Para propósitos de notificação
e aconselhamento, a positividade de amostras que mostram sorologicamente
p21e deveriam ser confirmadas por testes que identificam reatividade
para env, como radioimunoprecipitação ou ensaios
baseados em proteínas recombinantes (76), ou por PCR, até
informação adicional estar disponível. Os
testes sorológicos adicionais, discutidos acima, são
incapazes, assim, de diferenciar anticorpos a HTLV-I de HTLV-II.
Foi usada a intensidade relativa da reatividade para o p19 de
proteínas de mordaça e p24 no " immunoblot"

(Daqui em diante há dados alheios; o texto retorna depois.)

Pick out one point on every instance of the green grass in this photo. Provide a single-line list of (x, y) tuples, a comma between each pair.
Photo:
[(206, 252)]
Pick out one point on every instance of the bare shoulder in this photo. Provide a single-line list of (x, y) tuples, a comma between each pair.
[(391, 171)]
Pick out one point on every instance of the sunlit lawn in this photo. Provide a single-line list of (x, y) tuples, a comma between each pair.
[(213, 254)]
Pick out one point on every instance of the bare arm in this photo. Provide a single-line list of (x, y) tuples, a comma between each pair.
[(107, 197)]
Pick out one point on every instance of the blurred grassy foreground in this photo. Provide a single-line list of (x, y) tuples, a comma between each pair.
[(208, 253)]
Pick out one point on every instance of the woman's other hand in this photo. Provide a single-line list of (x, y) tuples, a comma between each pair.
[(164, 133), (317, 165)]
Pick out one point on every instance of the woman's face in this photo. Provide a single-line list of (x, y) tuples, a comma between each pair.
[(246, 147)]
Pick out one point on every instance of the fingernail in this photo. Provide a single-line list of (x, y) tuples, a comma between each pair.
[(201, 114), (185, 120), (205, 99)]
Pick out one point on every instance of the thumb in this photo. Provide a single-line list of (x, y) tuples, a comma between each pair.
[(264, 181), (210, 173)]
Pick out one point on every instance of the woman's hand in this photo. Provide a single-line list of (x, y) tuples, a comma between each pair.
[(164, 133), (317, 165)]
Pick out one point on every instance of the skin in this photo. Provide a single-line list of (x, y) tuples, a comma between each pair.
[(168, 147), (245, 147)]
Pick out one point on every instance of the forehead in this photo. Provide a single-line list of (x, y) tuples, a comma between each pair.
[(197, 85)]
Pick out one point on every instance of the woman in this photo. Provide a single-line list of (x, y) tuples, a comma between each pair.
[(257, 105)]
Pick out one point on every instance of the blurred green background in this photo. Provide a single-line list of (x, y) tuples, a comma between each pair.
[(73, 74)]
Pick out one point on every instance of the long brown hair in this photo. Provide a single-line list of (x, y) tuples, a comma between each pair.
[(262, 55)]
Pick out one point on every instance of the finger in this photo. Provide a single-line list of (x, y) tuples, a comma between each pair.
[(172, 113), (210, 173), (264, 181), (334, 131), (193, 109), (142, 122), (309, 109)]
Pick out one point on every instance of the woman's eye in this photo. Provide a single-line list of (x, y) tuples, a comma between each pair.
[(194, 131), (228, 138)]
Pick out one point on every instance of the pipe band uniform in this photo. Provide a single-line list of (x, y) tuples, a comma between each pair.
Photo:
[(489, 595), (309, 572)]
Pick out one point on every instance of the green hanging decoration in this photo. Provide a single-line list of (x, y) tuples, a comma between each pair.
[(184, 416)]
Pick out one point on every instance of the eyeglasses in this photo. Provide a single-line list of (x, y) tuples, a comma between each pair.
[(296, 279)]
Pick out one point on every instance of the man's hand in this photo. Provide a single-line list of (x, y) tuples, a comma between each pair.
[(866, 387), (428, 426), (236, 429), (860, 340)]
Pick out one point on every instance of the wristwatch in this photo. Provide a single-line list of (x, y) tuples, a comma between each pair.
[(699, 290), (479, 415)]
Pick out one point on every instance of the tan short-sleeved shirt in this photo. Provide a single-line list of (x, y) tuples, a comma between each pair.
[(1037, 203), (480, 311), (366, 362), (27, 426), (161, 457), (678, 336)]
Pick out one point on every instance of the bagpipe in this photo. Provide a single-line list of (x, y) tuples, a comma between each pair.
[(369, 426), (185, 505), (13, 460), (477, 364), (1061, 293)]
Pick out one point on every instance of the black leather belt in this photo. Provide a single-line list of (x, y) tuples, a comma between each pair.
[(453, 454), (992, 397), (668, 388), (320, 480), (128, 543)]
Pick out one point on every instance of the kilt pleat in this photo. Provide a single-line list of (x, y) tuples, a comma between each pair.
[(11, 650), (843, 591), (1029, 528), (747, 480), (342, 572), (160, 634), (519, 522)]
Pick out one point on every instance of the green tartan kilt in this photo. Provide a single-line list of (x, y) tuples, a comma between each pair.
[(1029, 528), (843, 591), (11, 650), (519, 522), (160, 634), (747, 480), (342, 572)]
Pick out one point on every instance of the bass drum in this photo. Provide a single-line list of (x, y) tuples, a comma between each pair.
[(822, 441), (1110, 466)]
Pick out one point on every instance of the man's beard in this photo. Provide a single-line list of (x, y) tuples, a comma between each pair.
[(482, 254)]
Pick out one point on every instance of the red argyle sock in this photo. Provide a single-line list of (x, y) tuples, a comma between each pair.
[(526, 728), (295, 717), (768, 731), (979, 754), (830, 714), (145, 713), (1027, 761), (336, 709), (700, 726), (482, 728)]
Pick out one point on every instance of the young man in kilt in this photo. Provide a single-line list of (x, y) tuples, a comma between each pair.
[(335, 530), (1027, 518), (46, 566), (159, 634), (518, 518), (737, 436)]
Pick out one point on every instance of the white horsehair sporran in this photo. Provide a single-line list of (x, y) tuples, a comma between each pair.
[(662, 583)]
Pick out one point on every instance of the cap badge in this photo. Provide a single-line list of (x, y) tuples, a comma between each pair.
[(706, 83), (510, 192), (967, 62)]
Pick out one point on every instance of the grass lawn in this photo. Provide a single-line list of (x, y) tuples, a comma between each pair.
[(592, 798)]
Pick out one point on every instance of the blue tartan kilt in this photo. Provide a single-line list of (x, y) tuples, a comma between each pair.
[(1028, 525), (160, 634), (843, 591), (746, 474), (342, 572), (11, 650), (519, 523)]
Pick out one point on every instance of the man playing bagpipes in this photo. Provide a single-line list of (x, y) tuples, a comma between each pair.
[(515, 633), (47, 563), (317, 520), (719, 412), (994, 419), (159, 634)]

para diferenciar HTLV-I de HTLV-II (77), mas tal diferenciação
pode ser incerta (78). Recentemente, foram desenvolvidos vários
peptídeos sintéticos e proteínas recombinantes
para este propósito (8,9,79).
Assim, como os testes adicionais previamente discutidos,
todos estes testes são utilizados só para pesquisa.
Dados preliminares indicam que podem ser altamente específicos
para diferenciar os anticorpos de HTLV-I e HTLV-II (8,9,79). Nem
todos os espécimes de soros HTLV-I/II-positivos podem ser
diferenciados em HTLV-I ou HTLV-II, usando estes testes. Nestes
casos, são necessários métodos mais sofisticados,
como amplificação de provírus ou isolamento
de vírus, para diferenciar infecção pelo
HTLV-I ou pelo HTLV-II. Um dos testes confirmatórios mais
utilizados no momento é o WB para HTLV-I e II (WB HTLV
2.4, Genelabs, EUA) que utiliza proteínas recombinantes
específicas do HTLV-I e HTLV-II e mais uma região
truncada da gp21 (GD21), além de proteínas comuns
aos dois vírus.
Assim, o critério de positividade ocorre
quando o soro reage contra a proteína do core (gp19 OU
p24), GD21, a recombinante específica do HTLV-I (RGP46-I)
ou a recombinante específica do HTLV-II (RGP46-II). Qualquer
outro padrão com bandas é considerado inconclusivo,
ou quando não reage para a RG46-I ou RG46-II, mas há
presença da GD21, como HTLV-I/II (Figura 1).